The rule was eventually eliminated in a vote at the NFL Annual Meeting following the 2013 season, as it had by then caused mayhem in far more games than just the AFC Divisional showdown in the snow between the Patriots and the Raiders. It was a controversial rule that most agreed no longer fit the context of the the much higher-powered offenses of today's NFL, but it had already earned its very large place in the annals of NFL history.
That made it all the more awkward and perhaps even poetic when the stars aligned for this magical occurrence:
Just to remind everyone, Rich Gannon was the quarterback of the Oakland Raiders team that lost that 2002 AFC Divisional game to the Bill Belichick and Tom Brady-led Patriots, and Walt Coleman was the official that made the controversial call.
Obviously the call that Belichick challenged wasn't the Tuck Rule, as that is no longer an actual rule. But it was a call that would have definitely fallen under the category of a forward pass according to the now defunct Tuck Rule. Take a look for yourself:
Belichick challenged the ruling on the field of a fumble, believing Bortles to have made a complete enough passing motion for it to be considered a forward pass. Walt Coleman unsurprisingly upheld his ruling on the field that it was a Bortles fumble recovered by the Jaguars.
Had this play happened while the tuck rule was in effect, it would have definitely been called an incomplete pass.

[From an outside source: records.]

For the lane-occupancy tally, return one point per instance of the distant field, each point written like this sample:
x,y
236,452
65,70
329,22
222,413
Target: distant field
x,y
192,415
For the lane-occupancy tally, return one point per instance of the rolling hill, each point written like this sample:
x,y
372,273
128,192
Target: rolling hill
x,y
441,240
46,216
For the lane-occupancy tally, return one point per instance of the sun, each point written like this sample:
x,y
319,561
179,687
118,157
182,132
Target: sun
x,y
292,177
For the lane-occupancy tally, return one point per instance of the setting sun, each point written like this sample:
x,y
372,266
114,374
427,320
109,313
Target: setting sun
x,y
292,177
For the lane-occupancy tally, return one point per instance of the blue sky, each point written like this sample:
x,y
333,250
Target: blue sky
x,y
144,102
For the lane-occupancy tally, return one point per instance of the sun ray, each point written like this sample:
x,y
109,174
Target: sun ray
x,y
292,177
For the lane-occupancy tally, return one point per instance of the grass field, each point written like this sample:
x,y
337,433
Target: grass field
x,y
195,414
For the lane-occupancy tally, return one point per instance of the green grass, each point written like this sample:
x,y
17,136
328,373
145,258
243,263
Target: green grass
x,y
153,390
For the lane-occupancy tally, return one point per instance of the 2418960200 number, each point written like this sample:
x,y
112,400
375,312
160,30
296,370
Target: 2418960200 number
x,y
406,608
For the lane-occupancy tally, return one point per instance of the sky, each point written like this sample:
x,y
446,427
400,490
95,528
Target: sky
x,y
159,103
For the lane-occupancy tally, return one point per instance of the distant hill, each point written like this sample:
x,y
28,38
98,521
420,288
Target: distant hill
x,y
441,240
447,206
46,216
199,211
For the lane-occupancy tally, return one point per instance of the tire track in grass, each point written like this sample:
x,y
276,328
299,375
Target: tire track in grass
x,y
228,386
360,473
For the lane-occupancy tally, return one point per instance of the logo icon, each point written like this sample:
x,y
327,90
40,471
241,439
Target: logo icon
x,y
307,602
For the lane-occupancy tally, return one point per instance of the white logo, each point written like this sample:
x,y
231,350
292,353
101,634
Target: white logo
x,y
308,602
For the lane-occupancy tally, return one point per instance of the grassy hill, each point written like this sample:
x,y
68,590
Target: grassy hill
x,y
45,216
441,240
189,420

Under the tuck rule, all that was required of the quarterback to avoid a fumble was that they're passing arm be in the process of a forward passing motion; no matter how slightly it may have moved forward.
"When [an offensive] player is holding the ball to pass it forward, any intentional forward movement of his arm starts a forward pass, even if the player loses possession of the ball as he is attempting to tuck it back toward his body."
It's worth noting that former NFL official Mike Carey, who now works for CBS as probably the most respected source for commentary on in-game officiating, stated that he understood Coleman's decision but that he would have reversed the call, as he believed it to be an incomplete pass.